I was up at Miller Supply Co. in Pittsfield recently, picking up a framing project, and while I was there I got to talking with Steve Miller, the owner. Miller’s has been in Pittsfield for decades. I asked him whether something in an old store display was still available (it wasn’t), and then I thought to ask: What do you have left that is really really old? One of the items he pointed me to: Vintage Ceiling Glitter — in silver and gold. He has just a half dozen or so containers left and, “When it’s gone, it’s gone,” he said. Ceiling glitter: Yes, that was sure another “thing”.
- Golly, how do you install it? I see from the plastic container cover that guns were used — that, I get. I can go online today and see guns for blowing ceiling glitter. But “throw by hand”? You must be kidding me. What a bloody mess? How in the world? You must not only need to wear goggles but also a zoot suit. And the stuff is expensive — wouldn’t you want to collect the excess and put it back in the gun? But then, that means your entire room would need to be 100% dust free, or else you would be also collecting dust, putting into a glitter gun and spraying it on the ceiling. Maybe there is no excess? Maybe it ALWAYS sticks, as long as the surface is tacky enough (see question below).
- Does it go on flat ceilings? Or popcorn ceilings?
- How do you ensure that the surface is all tacky? Do you spray paint fast with a spray gun canister thingie then quick quick quick get the glitter gun up and get the glitter on? Or, do you paint the ceiling with oil paint — which takes longer to dry and therefore is tacky longer — and then put up the glitter?
- What happens if you screw up?
This is a very intriguing product. I would love to figure out the answers to all these questions and maybe even try it — for the record — on a ceiling.
As you can see, this ceiling glitter was made, most recently at least, by Zinsser. That’s the same company that today is famous for all kinds of wall preparation solutions. I believe they are owned by Rust-Oleum. Sure enough, when I googled a bit trying to look for ceiling glitter sold today, I only found examples from Zinsser, and all the listings that I found were sold out.

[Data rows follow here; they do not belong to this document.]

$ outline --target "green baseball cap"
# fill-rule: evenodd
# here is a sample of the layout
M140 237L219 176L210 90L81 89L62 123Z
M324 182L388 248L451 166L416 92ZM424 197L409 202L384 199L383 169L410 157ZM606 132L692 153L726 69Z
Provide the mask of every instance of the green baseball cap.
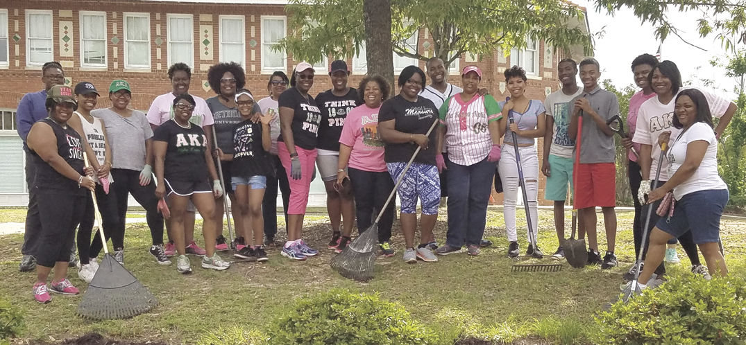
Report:
M111 85L109 86L109 92L116 92L119 90L127 90L131 93L132 92L132 90L130 89L129 83L122 80L122 79L117 79L114 81L112 81Z
M67 102L78 105L72 89L64 85L55 85L49 89L47 91L47 99L54 100L57 103Z

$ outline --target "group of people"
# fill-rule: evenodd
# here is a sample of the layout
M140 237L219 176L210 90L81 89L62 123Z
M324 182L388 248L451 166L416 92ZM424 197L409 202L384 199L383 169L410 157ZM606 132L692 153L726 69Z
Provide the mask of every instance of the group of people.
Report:
M658 63L644 54L632 69L642 91L630 101L632 139L623 143L630 148L635 247L649 247L639 283L646 287L665 272L660 262L665 244L677 238L695 265L693 272L708 274L698 259L699 245L709 273L724 275L718 226L728 196L718 176L715 138L735 104L696 89L682 89L679 72L670 61ZM399 92L389 98L392 86L385 78L368 75L351 88L346 63L336 60L328 70L332 88L313 98L310 92L316 71L303 62L289 78L274 72L267 83L269 95L257 101L245 88L242 68L222 63L207 73L216 96L204 100L189 93L191 69L178 63L168 70L172 89L157 97L145 114L129 107L132 90L126 80L111 82L111 107L96 109L100 94L93 84L62 85L61 66L48 63L43 67L46 89L24 96L18 110L30 191L20 270L36 268L34 294L40 303L51 300L49 291L78 294L66 278L67 268L77 264L80 278L90 282L102 249L98 234L92 234L94 202L103 218L104 240L111 239L113 256L124 265L128 194L145 209L150 253L164 265L176 256L180 273L192 270L188 254L201 256L204 268L225 270L230 264L217 252L231 249L237 259L266 261L266 247L278 245L282 256L305 260L319 253L303 239L310 186L317 175L327 196L328 249L336 253L351 241L356 223L363 232L377 221L380 255L395 255L390 243L395 203L386 200L398 181L404 262L436 262L438 255L463 253L464 247L467 254L478 255L481 247L491 244L483 238L493 181L498 181L504 192L508 256L520 256L515 206L522 188L532 227L526 255L540 259L545 254L537 235L536 138L544 138L545 197L554 202L560 243L553 256L564 256L564 204L571 189L580 211L580 237L588 236L589 265L613 268L615 147L607 121L619 115L618 101L598 85L600 66L593 58L579 65L564 59L557 72L562 88L542 102L527 97L526 72L513 66L504 72L509 97L498 101L480 87L483 75L477 66L463 69L459 87L446 81L442 60L433 58L427 75L415 66L404 69ZM582 86L577 83L578 72ZM714 131L713 115L721 118ZM669 139L665 170L656 171L659 150L654 148ZM653 176L658 188L651 191ZM648 241L642 238L642 220L647 217L643 206L666 200L669 192L677 207L669 209L667 217L651 215L650 244L641 246ZM287 239L275 244L278 192ZM225 194L237 235L232 243L222 235ZM433 230L445 196L448 229L439 245ZM603 210L606 234L603 258L597 206ZM204 220L204 248L194 239L196 212ZM79 262L74 253L76 228ZM628 274L633 275L636 267Z

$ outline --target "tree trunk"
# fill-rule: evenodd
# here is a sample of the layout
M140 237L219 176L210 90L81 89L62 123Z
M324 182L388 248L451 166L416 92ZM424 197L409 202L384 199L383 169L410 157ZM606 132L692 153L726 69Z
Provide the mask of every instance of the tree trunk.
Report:
M380 75L394 88L394 57L391 48L391 1L363 0L366 21L366 59L368 74Z

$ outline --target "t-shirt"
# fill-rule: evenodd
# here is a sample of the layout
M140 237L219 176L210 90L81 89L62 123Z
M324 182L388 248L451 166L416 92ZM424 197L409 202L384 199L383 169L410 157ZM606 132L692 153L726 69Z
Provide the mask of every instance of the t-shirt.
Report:
M725 114L725 111L728 110L730 101L700 89L698 89L702 92L707 100L707 104L709 104L709 113L712 117L718 118L722 117ZM652 162L648 177L650 180L655 178L658 171L658 158L660 156L660 151L656 148L659 148L658 137L660 136L660 133L670 130L671 138L674 139L681 131L681 130L674 127L674 108L675 106L675 96L671 99L668 104L663 104L657 97L653 97L643 102L637 111L636 130L635 130L635 136L632 138L632 142L653 146L653 150L651 150ZM665 163L663 162L664 165ZM659 180L668 181L670 177L665 169L661 169L660 177L658 178Z
M601 86L590 92L583 92L571 101L570 113L575 111L575 101L585 97L591 107L604 121L619 115L619 101L616 95ZM613 163L616 160L614 136L607 136L589 115L584 115L580 138L580 162L582 164Z
M233 153L233 130L243 121L238 108L229 108L220 103L218 96L210 97L206 101L214 120L215 142L224 153ZM254 104L254 112L260 113L261 108ZM194 118L194 115L192 115Z
M201 97L192 95L194 98L194 111L192 112L192 117L189 122L200 127L210 126L213 124L213 113L207 107L207 103ZM173 92L164 93L153 100L153 103L148 110L148 121L160 126L164 122L174 118L174 98L176 95Z
M674 197L676 200L680 200L681 197L698 191L727 189L727 185L718 174L718 140L712 127L704 122L697 122L678 137L671 138L674 139L673 144L668 153L670 162L667 169L668 176L674 176L674 173L684 163L686 148L690 142L703 140L709 144L704 157L694 174L674 187Z
M283 92L278 99L280 107L293 110L292 122L290 128L292 130L292 139L295 146L306 150L316 148L316 139L319 133L319 124L322 121L322 113L316 107L313 98L303 97L301 92L295 87L291 87ZM282 136L278 142L284 142Z
M410 102L401 95L383 102L378 111L378 122L395 120L394 129L410 134L426 134L438 120L438 109L429 99L418 97L417 101ZM421 150L414 162L435 165L435 143L437 139L436 130L430 133L430 144L425 150ZM383 158L386 162L409 162L418 146L416 144L404 142L401 144L386 144Z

Like I said, if you are in the market, you can buy the last remaining stock from Miller Art & Frame, Pittsfield, Mass. There is not much left, though.
UPDATE: Reader Mark quickly identified another source of ceiling glitter and glitter guns available today. He wrote:
Everything you need, both professional (pneumatic) & DIY (hand-crank) guns available, as well as glitter…
Thank you, Mark!
When were glitter ceilings introduced?
Some readers questioned whether this effect was truly “mid-century” — but we are pretty sure we have provenance back to the mid-1950s, at least. Mark says that his true storybook ranch, built in ’56-57, had glitter on the ceilings (befitting a “Cinderella!”) and Ranger Smith says the foyer of his ’61 ranch had glitter on the ceilings, too. I would guess-timate that glitter ceilings were fairly popular throughout the 1960s and even into the Liberace 1970s, but then interest faded. Even so, they seem to have been continually available.
The glitter chunks in my relatively-old Zinsser are pretty big – notably bigger than my crafty glitter. The label says that this ceiling glitter is all-aluminum.
I may use my two containers for artsy fartsy crafty projects. More likely, I will keep them in my my museum-of-Pittsfield-hoard. My precious……
Before they moved from North Street to their new (very googie) location on West Street, Miller’s carried a lot of wallpaper. After they moved, which is after I truly discovered them, I raided their basement for many rolls of their new old stock vintage wallpaper. I have installed several patterns in the house. I adore Miller Supply Co.